Class ClusterControllerImpl

java.lang.Object
org.apache.drill.yarn.appMaster.ClusterControllerImpl
All Implemented Interfaces:
ClusterController, RegistryHandler

public class ClusterControllerImpl extends Object implements ClusterController
Controls the Drill cluster by representing the current cluster state with a desired state, taking corrective action to keep the cluster in the desired state. The cluster as a whole has a state, as do each task (node) within the cluster.

This class is designed to allow unit tests. In general, testing the controller on a live cluster is tedious. This class encapsulates the controller algorithm so it can be driven by a simulated cluster.

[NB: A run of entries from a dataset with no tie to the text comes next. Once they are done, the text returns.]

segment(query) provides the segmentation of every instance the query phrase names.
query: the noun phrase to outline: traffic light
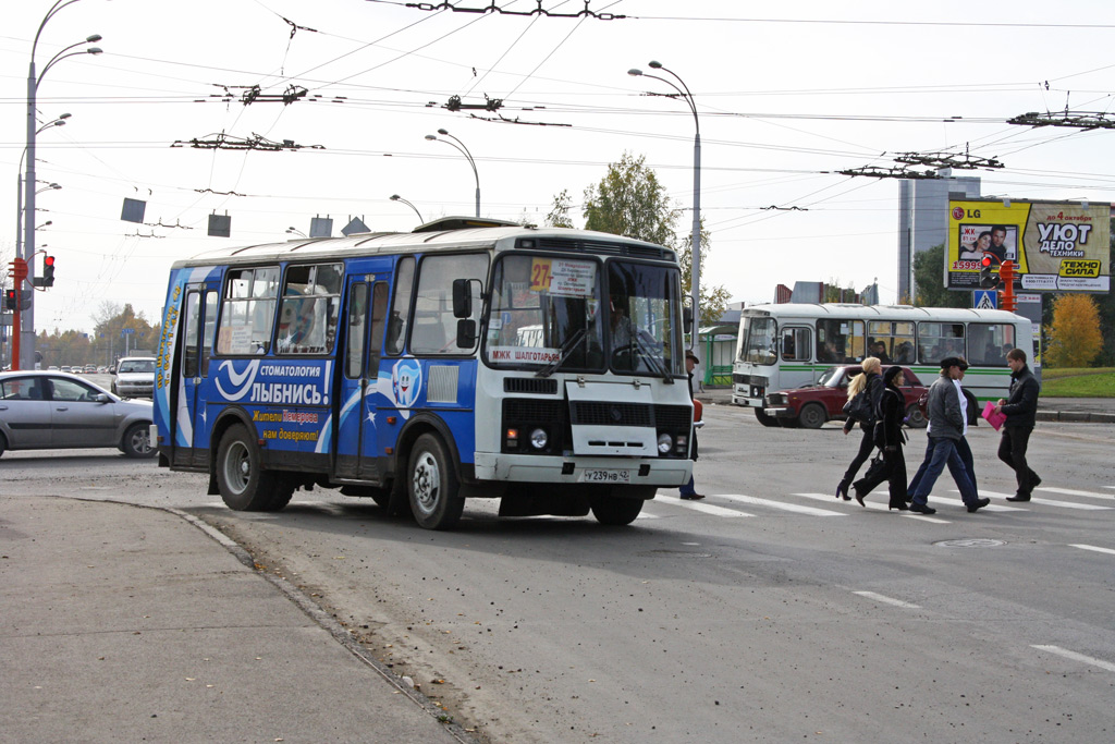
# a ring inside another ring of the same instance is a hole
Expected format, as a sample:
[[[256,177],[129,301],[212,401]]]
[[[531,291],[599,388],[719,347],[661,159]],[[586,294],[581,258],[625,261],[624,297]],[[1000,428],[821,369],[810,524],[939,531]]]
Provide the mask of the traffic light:
[[[55,286],[55,257],[52,255],[42,257],[42,286]]]
[[[991,273],[991,265],[995,261],[990,255],[985,255],[980,260],[979,286],[980,289],[995,289],[999,286],[999,278]]]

This object is shared between threads, thus synchronized.

  • Field Details

    • maxRetries

      protected int maxRetries
      Maximum number of retries for each task launch.
  • Constructor Details

    • ClusterControllerImpl

      public ClusterControllerImpl(AMYarnFacade yarn)
  • Method Details

    • enableFailureCheck

      public void enableFailureCheck(boolean flag)
      Specified by:
      enableFailureCheck in interface ClusterController
    • registerScheduler

      public void registerScheduler(Scheduler scheduler)
      Define a task type. Registration order is important: the controller starts task in the order that they are registered. Must happen before the YARN callbacks start.
      Specified by:
      registerScheduler in interface ClusterController
      Parameters:
      scheduler -
    • started

      public void started() throws YarnFacadeException, AMException
      Called when the caller has completed start-up and the controller should become live.
      Specified by:
      started in interface ClusterController
      Throws:
      YarnFacadeException
      AMException
    • tick

      public void tick(long curTime)
      Description copied from interface: ClusterController
      Called by the timer ("pulse") thread to trigger time-based events.
      Specified by:
      tick in interface ClusterController
    • getFreeNodeCount

      public int getFreeNodeCount()
      Get the approximate number of free YARN nodes (those that can accept a task request.) Starts with the number of nodes from the node inventory, then subtracts any in-flight requests (which do not, by definition, have node allocated.)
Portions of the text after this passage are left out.